This is a season of revivals for the Goodman Theatre. First, an excellent production of August Wilson's GEM OF THE OCEAN; now THE NOTEBOOKS OF LEONARDO, which was first produced at the Goodman in 1993. NOTEBOOKS established the young director Mary Zimmerman as a creator of non-linear theatre pieces based on literary classics. Zimmerman is now a Chicago institution.
By 1993, companies all over the world had been performing director-inspired theatre pieces using all the vocal and physical skills of their actors. One thinks of groundbreaking work like the Living Theatre's FRANKENSTEIN and PARADISE NOW or Peter Brook's MAHABHARATA from the 1970s. Closer to home, Chicagoan Paul Sills' Story Theatre, using improvisational techniques taught by his mother, Viola Spolin, to perform fairy tales had morphed into Second City. Mary Zimmerman would build on these forbears to create ingenious, visually inventive ensemble pieces. Many of us directors who began working in the 1970s would build from the same influences.
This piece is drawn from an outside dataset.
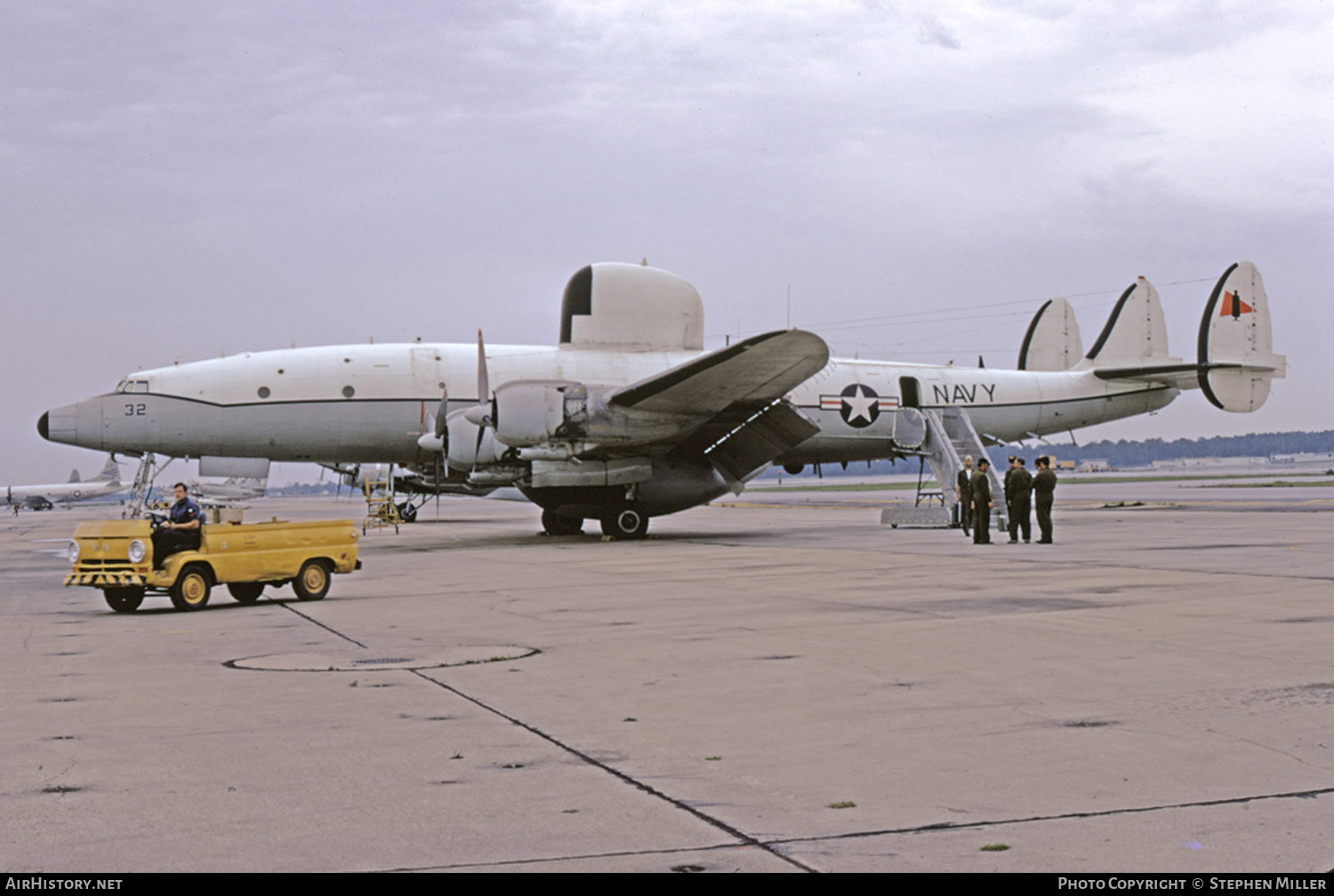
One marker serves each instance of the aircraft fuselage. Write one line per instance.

At its best, pieces like THE NOTEBOOKS OF LEONARDO DA VINCI celebrate the possibilities of all elements of theatre. Unfortunately, cleverness can supersede complex emotion. We in the audience can marvel at the array of visual images, but might not feel much beyond amusement.
THE NOTEBOOKS OF Leonardo da Vinci offers ninety minutes of quotes from the master's ruminations illustrated by actors' movement and an ingenious, ever changing set. It's file cabinets are filled with props and scenic pieces. The eight actors are required to be acrobats as they illustrate Da Vinci's concepts.
What do we learn about Leonardo da Vinci? Well, that his curiosity on a variety of subjects--physics, astronomy, anatomy, the possibilities of flight, the human spirit--was boundless. He was passionately interested in everything. The only hint of a personal life comes with the mention of his servant, lifelong companion, and adopted son, Gian Giacomo Copotti. Though Leonardo provided the boy with wardrobes of clothing and an allowance, the boy constantly stole from his master. Nonetheless, Copotti stayed with Leonardo until the artist's death twenty-three years later. The show turns Copotti's stealing into a comic interlude, begging the question of why Leonardo allowed it--why he didn't fire the boy. A real playwright would want to develop that relationship. Her it is merely fodder for laughs. Moreover, Gian Giacomo is played by a grown woman, covering the possibility of pederasty, which was not unknown in early modern Italy. No one knows what Leonardo's long term relationship with Copotti was. Why bring it up in such a glib way?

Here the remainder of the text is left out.